What happens If a Tesla Model S hits 300,000 Miles?
For California residents, there’s a company called Tesloop. They, like Lyft or Uber, allow you to order up a ride whenever you need one, wherever you are. They are notable for including zero emissions vehicles from Tesla like the Tesla Model S. Given the nature of their service and the fact that they operate in California, they tend to rack up serious miles rather quickly. And so, its first car, a Tesla Model S has just hit 300,000 on its odometer.
How Do 300,000 Miles Driven Affect a Tesla?
They call the car the “eHawk” and it is in fact the only Model S in Tesloop’s possession. According to the company, any one of their cars travels upwards of 17,000 miles a month going though LA, Sandiego, Orange County and Palm Springs. Ever since Tesloop’s Model S began driving, it has only ever been taken to the shop for a total of 12 days and only accrued $10,500 in maintenance, total.
This is in part because Tesloop utilizes Tesla’s Supercharging network for free. That is notable because a Mercedes S class or Lincoln Town Car roughly the same age and mileage as the Tesla Model S would have cost more. The Mercedes would have taken up 112 days or service and cost $86,000 in repairs while a Lincoln would have taken roughly 100 days of service and $70,000 in repairs.
The Secret to Success: Tesla’s Battery Degrades Very Little
You may think with as long as Tesla needed to operate and how many charges it needed, that the battery would lose some of its power. However, Tesloop claimed to TechCrunch that their Model S only lost 6 percent of its total charging capacity.
They explained that for most Tesla owners and drivers, a full charge is not typical. Unless, they plan on a long road trip. Since Teslopp’s cars do a long trip every day, they fully charged every day (no matter how much energy was left previously) and simply let the battery degrade.
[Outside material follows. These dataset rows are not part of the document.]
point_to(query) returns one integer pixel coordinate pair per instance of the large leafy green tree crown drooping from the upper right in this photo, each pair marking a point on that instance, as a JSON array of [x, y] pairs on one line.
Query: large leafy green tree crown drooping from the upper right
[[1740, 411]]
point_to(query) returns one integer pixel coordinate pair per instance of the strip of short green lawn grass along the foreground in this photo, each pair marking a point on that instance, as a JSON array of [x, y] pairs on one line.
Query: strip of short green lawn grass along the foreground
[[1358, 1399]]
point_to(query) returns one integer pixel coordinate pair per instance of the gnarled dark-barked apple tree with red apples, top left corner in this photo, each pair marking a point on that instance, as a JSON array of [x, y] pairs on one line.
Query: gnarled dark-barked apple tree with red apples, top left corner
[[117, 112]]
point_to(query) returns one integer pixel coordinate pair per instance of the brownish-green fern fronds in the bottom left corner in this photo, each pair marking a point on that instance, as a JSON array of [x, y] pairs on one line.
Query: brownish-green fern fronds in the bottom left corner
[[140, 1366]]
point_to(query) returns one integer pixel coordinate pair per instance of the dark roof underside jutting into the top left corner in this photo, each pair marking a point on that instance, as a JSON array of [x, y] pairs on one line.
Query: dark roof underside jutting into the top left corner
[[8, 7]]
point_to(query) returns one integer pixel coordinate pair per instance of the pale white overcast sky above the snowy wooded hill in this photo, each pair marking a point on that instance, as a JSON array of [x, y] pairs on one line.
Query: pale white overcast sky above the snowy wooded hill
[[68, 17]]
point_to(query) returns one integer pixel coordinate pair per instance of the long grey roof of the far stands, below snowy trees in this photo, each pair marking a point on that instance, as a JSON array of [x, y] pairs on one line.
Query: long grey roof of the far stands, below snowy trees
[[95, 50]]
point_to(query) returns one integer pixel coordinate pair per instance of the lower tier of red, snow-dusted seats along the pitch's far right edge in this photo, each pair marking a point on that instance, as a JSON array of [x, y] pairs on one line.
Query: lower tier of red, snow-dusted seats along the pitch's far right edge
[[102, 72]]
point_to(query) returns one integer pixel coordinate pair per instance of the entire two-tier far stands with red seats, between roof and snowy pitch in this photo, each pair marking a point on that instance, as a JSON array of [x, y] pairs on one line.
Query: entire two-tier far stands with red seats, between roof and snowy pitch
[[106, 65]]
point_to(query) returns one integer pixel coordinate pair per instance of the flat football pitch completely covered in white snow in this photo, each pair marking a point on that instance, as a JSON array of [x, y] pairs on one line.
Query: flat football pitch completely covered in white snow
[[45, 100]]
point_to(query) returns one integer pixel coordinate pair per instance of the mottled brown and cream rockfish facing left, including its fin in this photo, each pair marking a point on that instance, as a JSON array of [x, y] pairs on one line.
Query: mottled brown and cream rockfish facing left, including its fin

However, note that while the battery degrading by 6 percent seems negligible, other issues arose. For instance, once the Model S hit past the 200,000 mile mark, the car’s range estimator became incredibly inaccurate. The car didn’t actually lose range according to the display but it would power down ahead of its estimation.
To Fix Other Issues, Tesla Steps in With a Software Update
When Tesla noticed there was now a battery chemistry state from the high mileage. They lookd closer into the Tesloop’s Model S and found it as not prepared for this. They then gave the car a firmware patch update but also just replaced the Tesla’s battery just in case. Tesloop then got the 6% battery back and the Model S is almost good as new.
Tesloop is keeping the 300,000+ mile Model S in service. In fact they predict they may still be able to rack an additional 900,000 miles over the next 6 years. The Tesla warranty is still active in that time . Few cars ever hit past 200,000 miles. So for a car as new as a Model S to go above and beyond onto 300,000 is a massive automotive achievement. It is also, hopefully, a sign of things to come for future cars.